Entrepreneurs, business owners, acquirers, and business school students need business plans. Business plans are crucial for external and internal audiences. A business plan attracts investors before a company has a track record. It also helps banks lend.
A business plan can help an executive team agree on strategic actions and meet goals. Every business needs a plan, but new ones benefit the most. The plan should be reviewed periodically to reflect goals achieved or changed. An established business that changes direction may need a new business plan.
In this post, we’ll define a business plan, explain why you need one, list different types, and discuss what to include.
Business Plans
A company’s business plan describes its operations, industry standing, marketing goals, and financial projections. Its data can aid company management. It can also help attract investors and get bank financing.
Business Plan Goals
The following reasons are likely why someone is writing a business plan:
Investor financing
Business plans are used to raise capital because they explain how companies succeed, break even, and profit. An entrepreneur uses this document to show investors and lenders how their money will grow the business.
Documenting a company’s strategy and goals
Business plans should be exhaustive. Business plans can be dozens or hundreds of pages, allowing their authors to explain a company’s goals and strategy.
Business idea validation.
Everyone has a great business idea—until they write it down and realize it’s not feasible. An aspiring entrepreneur’s business plan proves a business idea worth pursuing.
Business class A
Personal experience suggests you’re here for Business 101 class project business plan ideas.
How to Write a Business Plan
A business can benefit greatly from a well-planned and written plan. Avoid generic business plans by using templates. The plan should describe the industry the business will operate in. It should explain how the company will stand out.
You can write your business plan without following a template or outline. Use only the sections relevant to your business. Traditional business plans combine the sections below. Your plan may include funding requests. Keep your plan’s body to 15–25 pages.
Business Plan Elements
Each business plan is different in length. Consider a 15- to 25-page summary. Then, important but space-consuming elements like patent applications can be referenced in the main document and included as appendices.
As mentioned, business plans are unique. However, they share elements. Business plans typically include the following.
Executive summary
This section describes the company’s mission, leadership, employees, operations, and location.
Products and services
The company can list its products, services, pricing, lifespan, and consumer benefits here. This section may include production, manufacturing, patents, and proprietary technology. Include R&D information here.
Market research
A company must understand its industry and market. The plan will describe a company’s competitors, industry position, and strengths and weaknesses. It will also describe consumer demand for a company’s products or services and how difficult it may be to take market share from incumbents.
Marketing strategy
This section describes how the company will attract and retain customers and reach them. Define a distribution channel. The section details advertising and marketing campaign plans and media.
Financial planning
A company’s financial planning and projections should go here. Established businesses may include financial statements, balance sheets, and other information. Startups will list initial goals and investors.
Budget
Every business needs a budget. Staffing, development, manufacturing, marketing, and other business expenses should be included here.
Team
You have great goals, a good business opportunity, and a ready market. Who delivers on all this high-level talk?

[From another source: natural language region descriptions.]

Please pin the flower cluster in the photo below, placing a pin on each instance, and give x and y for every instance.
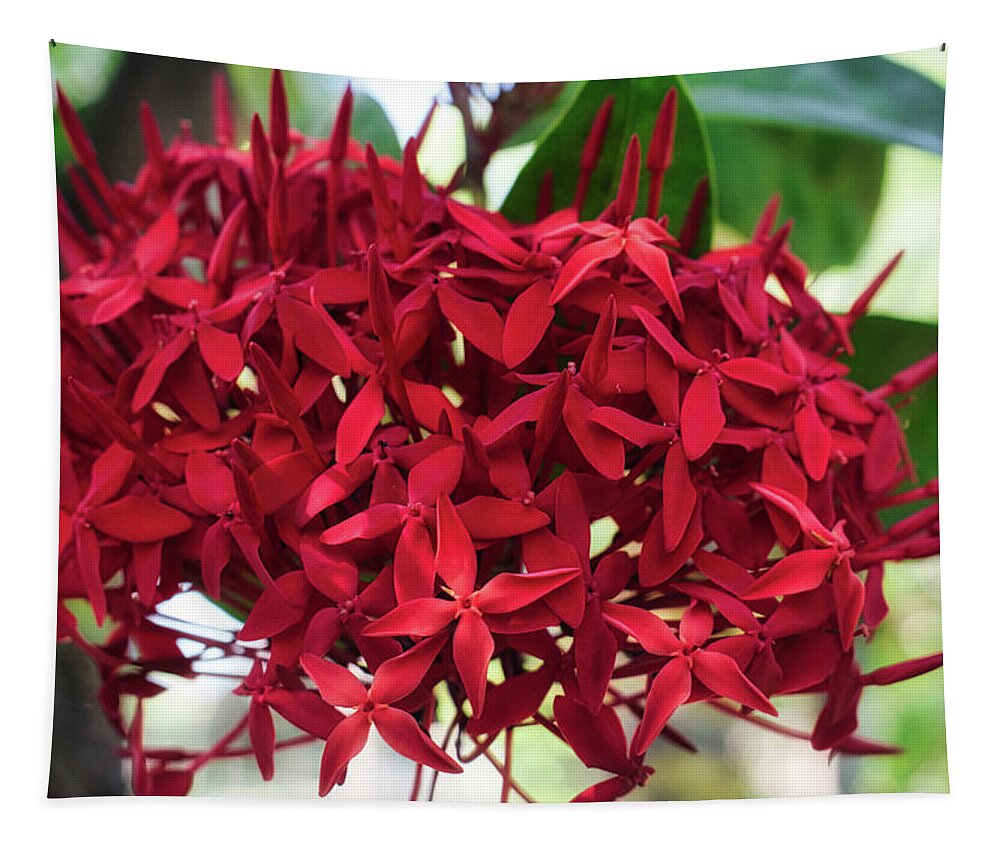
(428, 455)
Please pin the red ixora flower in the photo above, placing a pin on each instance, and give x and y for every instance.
(265, 402)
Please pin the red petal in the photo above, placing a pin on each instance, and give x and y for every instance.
(670, 688)
(478, 321)
(701, 416)
(697, 624)
(511, 591)
(814, 440)
(779, 470)
(598, 740)
(358, 422)
(455, 561)
(436, 475)
(798, 572)
(489, 518)
(655, 266)
(594, 651)
(472, 649)
(210, 482)
(155, 248)
(345, 743)
(645, 627)
(337, 685)
(722, 675)
(527, 321)
(425, 616)
(679, 497)
(759, 373)
(602, 449)
(413, 570)
(221, 351)
(849, 594)
(139, 519)
(582, 263)
(372, 523)
(595, 359)
(402, 733)
(399, 677)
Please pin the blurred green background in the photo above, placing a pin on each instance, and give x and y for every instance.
(861, 183)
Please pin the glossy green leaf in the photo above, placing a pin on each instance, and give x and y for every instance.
(829, 186)
(869, 98)
(637, 102)
(547, 117)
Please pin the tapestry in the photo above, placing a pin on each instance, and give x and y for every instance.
(537, 441)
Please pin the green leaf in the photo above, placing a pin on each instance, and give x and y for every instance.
(313, 100)
(883, 347)
(637, 102)
(546, 118)
(869, 98)
(830, 186)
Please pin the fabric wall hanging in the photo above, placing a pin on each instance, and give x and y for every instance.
(498, 442)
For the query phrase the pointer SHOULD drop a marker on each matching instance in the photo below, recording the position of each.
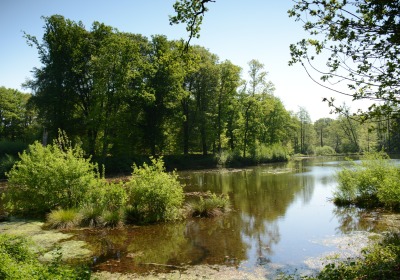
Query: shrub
(90, 215)
(6, 163)
(113, 218)
(324, 151)
(49, 177)
(63, 219)
(211, 206)
(271, 153)
(154, 195)
(372, 182)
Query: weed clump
(371, 183)
(211, 206)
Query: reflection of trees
(261, 195)
(355, 219)
(214, 241)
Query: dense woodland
(122, 95)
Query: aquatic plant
(211, 206)
(17, 261)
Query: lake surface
(281, 217)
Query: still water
(280, 213)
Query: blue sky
(236, 30)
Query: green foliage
(113, 218)
(6, 164)
(324, 151)
(17, 261)
(270, 153)
(154, 195)
(64, 218)
(372, 182)
(49, 177)
(12, 148)
(91, 215)
(211, 206)
(357, 45)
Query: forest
(123, 97)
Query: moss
(46, 241)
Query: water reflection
(278, 211)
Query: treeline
(122, 95)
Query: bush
(63, 219)
(211, 206)
(373, 182)
(17, 261)
(6, 164)
(154, 195)
(324, 151)
(46, 178)
(271, 153)
(91, 215)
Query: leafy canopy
(361, 42)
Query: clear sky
(236, 30)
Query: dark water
(278, 212)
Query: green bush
(91, 215)
(17, 261)
(6, 164)
(64, 219)
(154, 195)
(372, 182)
(324, 151)
(270, 153)
(46, 178)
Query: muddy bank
(48, 243)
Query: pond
(281, 217)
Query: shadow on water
(279, 210)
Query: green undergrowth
(378, 261)
(58, 182)
(18, 261)
(372, 182)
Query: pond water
(281, 216)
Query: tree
(190, 12)
(306, 133)
(64, 85)
(362, 41)
(17, 118)
(322, 128)
(253, 94)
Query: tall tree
(362, 43)
(322, 128)
(305, 133)
(17, 119)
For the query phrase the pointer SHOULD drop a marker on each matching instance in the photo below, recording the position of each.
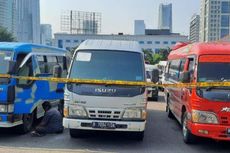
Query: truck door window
(191, 67)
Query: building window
(149, 42)
(224, 21)
(141, 42)
(224, 32)
(225, 7)
(60, 43)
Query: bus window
(27, 71)
(51, 62)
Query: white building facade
(46, 34)
(165, 17)
(194, 28)
(8, 15)
(214, 20)
(149, 42)
(28, 21)
(139, 27)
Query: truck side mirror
(57, 71)
(155, 75)
(185, 77)
(11, 67)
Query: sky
(119, 15)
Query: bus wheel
(26, 126)
(188, 137)
(75, 133)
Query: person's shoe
(36, 134)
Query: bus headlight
(204, 117)
(77, 111)
(132, 114)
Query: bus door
(187, 91)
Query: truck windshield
(213, 71)
(5, 57)
(108, 65)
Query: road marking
(43, 150)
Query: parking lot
(162, 136)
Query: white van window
(108, 65)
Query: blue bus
(21, 100)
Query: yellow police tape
(112, 82)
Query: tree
(6, 36)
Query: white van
(106, 107)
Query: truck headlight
(7, 108)
(204, 117)
(78, 111)
(132, 114)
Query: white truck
(106, 107)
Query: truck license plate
(103, 125)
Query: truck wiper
(218, 87)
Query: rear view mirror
(57, 71)
(11, 67)
(155, 75)
(185, 77)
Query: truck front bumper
(84, 124)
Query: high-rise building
(7, 15)
(165, 17)
(46, 34)
(139, 27)
(214, 20)
(28, 20)
(194, 28)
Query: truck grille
(104, 114)
(225, 120)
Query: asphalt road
(162, 136)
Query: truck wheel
(170, 114)
(75, 133)
(61, 107)
(188, 137)
(26, 126)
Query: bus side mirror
(185, 77)
(11, 67)
(57, 71)
(155, 76)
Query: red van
(202, 111)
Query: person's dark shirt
(52, 121)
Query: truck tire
(26, 126)
(75, 133)
(188, 137)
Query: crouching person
(51, 122)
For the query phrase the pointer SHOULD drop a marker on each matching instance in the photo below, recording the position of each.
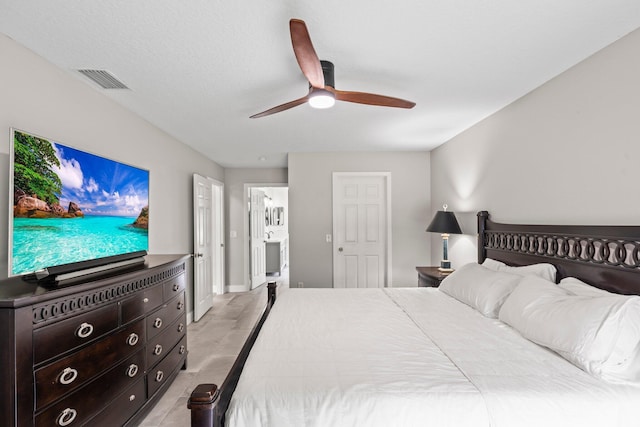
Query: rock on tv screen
(69, 206)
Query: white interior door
(218, 237)
(257, 236)
(202, 246)
(361, 232)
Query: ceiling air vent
(104, 79)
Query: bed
(458, 355)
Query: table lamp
(445, 223)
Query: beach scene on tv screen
(71, 206)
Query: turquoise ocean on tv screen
(41, 243)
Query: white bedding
(410, 357)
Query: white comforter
(411, 357)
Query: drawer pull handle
(132, 370)
(67, 376)
(84, 330)
(157, 350)
(66, 417)
(132, 339)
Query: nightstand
(430, 276)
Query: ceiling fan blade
(281, 107)
(370, 99)
(305, 54)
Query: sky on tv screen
(100, 186)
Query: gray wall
(568, 152)
(310, 211)
(39, 98)
(237, 219)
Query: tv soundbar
(68, 274)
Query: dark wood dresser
(430, 276)
(97, 353)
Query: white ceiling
(198, 69)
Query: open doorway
(268, 247)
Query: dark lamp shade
(444, 223)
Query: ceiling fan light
(322, 99)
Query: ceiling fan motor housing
(327, 71)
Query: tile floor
(213, 343)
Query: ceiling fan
(322, 91)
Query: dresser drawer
(87, 401)
(174, 286)
(158, 347)
(158, 321)
(141, 303)
(122, 407)
(163, 370)
(57, 379)
(52, 340)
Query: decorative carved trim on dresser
(100, 352)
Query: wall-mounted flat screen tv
(71, 209)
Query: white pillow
(600, 334)
(544, 270)
(578, 287)
(481, 288)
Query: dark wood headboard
(607, 257)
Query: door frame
(219, 242)
(247, 226)
(388, 242)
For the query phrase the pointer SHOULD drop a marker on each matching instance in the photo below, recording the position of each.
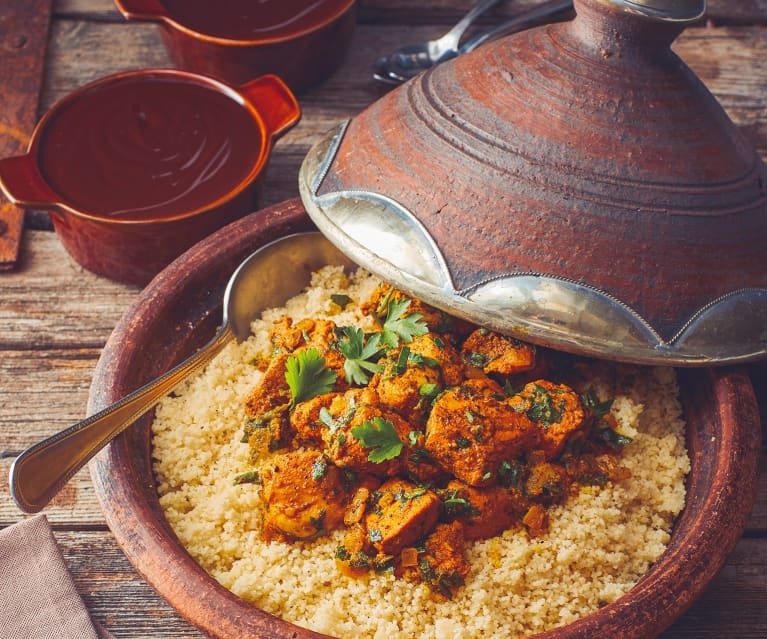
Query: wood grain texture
(55, 318)
(23, 39)
(435, 11)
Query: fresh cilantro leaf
(250, 477)
(379, 434)
(359, 354)
(307, 376)
(342, 300)
(398, 326)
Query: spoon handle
(523, 21)
(478, 9)
(42, 470)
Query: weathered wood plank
(120, 600)
(728, 60)
(75, 506)
(434, 11)
(51, 301)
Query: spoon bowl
(409, 60)
(258, 283)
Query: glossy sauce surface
(252, 19)
(148, 147)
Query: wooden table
(55, 317)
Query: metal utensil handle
(516, 24)
(478, 9)
(42, 470)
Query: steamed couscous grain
(600, 541)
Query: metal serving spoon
(396, 67)
(414, 58)
(259, 282)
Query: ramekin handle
(142, 9)
(274, 101)
(22, 183)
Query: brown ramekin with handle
(138, 166)
(302, 41)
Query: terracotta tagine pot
(575, 185)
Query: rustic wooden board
(123, 603)
(52, 301)
(728, 60)
(23, 38)
(437, 11)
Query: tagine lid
(574, 185)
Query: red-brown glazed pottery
(179, 311)
(137, 167)
(575, 184)
(235, 40)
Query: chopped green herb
(398, 326)
(374, 535)
(543, 409)
(342, 300)
(342, 554)
(476, 359)
(319, 468)
(251, 477)
(428, 390)
(599, 409)
(401, 365)
(416, 359)
(509, 473)
(614, 439)
(462, 442)
(307, 376)
(360, 354)
(379, 434)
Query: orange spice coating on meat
(424, 446)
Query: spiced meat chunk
(401, 513)
(491, 352)
(484, 512)
(319, 334)
(356, 423)
(303, 495)
(412, 374)
(443, 565)
(472, 430)
(555, 409)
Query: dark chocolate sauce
(252, 19)
(150, 146)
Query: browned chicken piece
(272, 392)
(547, 482)
(377, 306)
(303, 496)
(305, 420)
(555, 409)
(491, 352)
(472, 430)
(287, 337)
(344, 446)
(419, 465)
(484, 512)
(409, 379)
(266, 408)
(444, 566)
(401, 514)
(432, 347)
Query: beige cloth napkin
(38, 598)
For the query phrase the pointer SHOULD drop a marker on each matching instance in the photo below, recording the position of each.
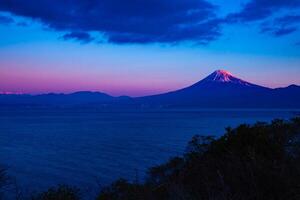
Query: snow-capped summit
(223, 76)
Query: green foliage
(255, 162)
(61, 192)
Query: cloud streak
(124, 21)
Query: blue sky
(136, 48)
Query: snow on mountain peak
(222, 76)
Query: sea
(91, 147)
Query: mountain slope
(222, 89)
(218, 90)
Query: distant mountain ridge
(220, 89)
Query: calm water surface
(89, 147)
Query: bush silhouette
(255, 162)
(61, 192)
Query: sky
(143, 47)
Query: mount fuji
(220, 89)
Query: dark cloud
(80, 36)
(124, 21)
(262, 9)
(282, 26)
(6, 20)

Your business plan’s “team” section answers that question by describing each goal’s roles. As you seek investor funding, knowing what roles to fill is helpful.
Business plan types
Since there are many types of businesses, no one business plan fits all. Every business needs a customized business plan, from startups with one founder to established brands that must stay competitive. Common business plans are listed below.
Startup Business Plan
Startup business plans are for new ventures. Business success is built on this plan. Writing a startup business plan from scratch is the biggest challenge. Startup business plans use industry data. They explain unique business strategies and go-to-market plans.
Business Feasibility
This business plan emphasizes the product or service. It can be part of a startup business plan or an existing company’s plan. Some companies conduct feasibility studies to evaluate ideas and select the best product. These studies precede the feasibility business plan. That product or service becomes the feasibility plan.
Internal Business Plan
Leaders communicate strategy, goals, and performance with internal business plans. This aids business goal-setting.
Strategic Business Plan
Strategic business plans set long-term goals. They usually last three to five years. Unlike a typical startup business plan, this covers the first three years. This plan targets mostly internal stakeholders.
Acquisition Plan
Investors buy existing businesses with business plans. Business acquisition plans may include costs, schedules, and management. Data will be acquired. The business plan should also explain why it’s for sale.
Business Repositioning Plan
CEOs or owners create repositioning plans to avoid acquisition, rebrand, or try something new. Market trends and customer needs change, prompting businesses to reposition themselves.
Expansion or Growth Business Plan
A growth business plan helps you reach goals as your company grows. A growth business plan can help a successful company expand. It may mean the business needs to target a new market or raise more capital.
Starting Your Business Plan
A business plan describes a business idea and why it will succeed. The more you plan, the better your business will do.
Research, team or board feedback, and a good template will help you write your business plan. Start with HubSpot’s Free Business Plan Template below.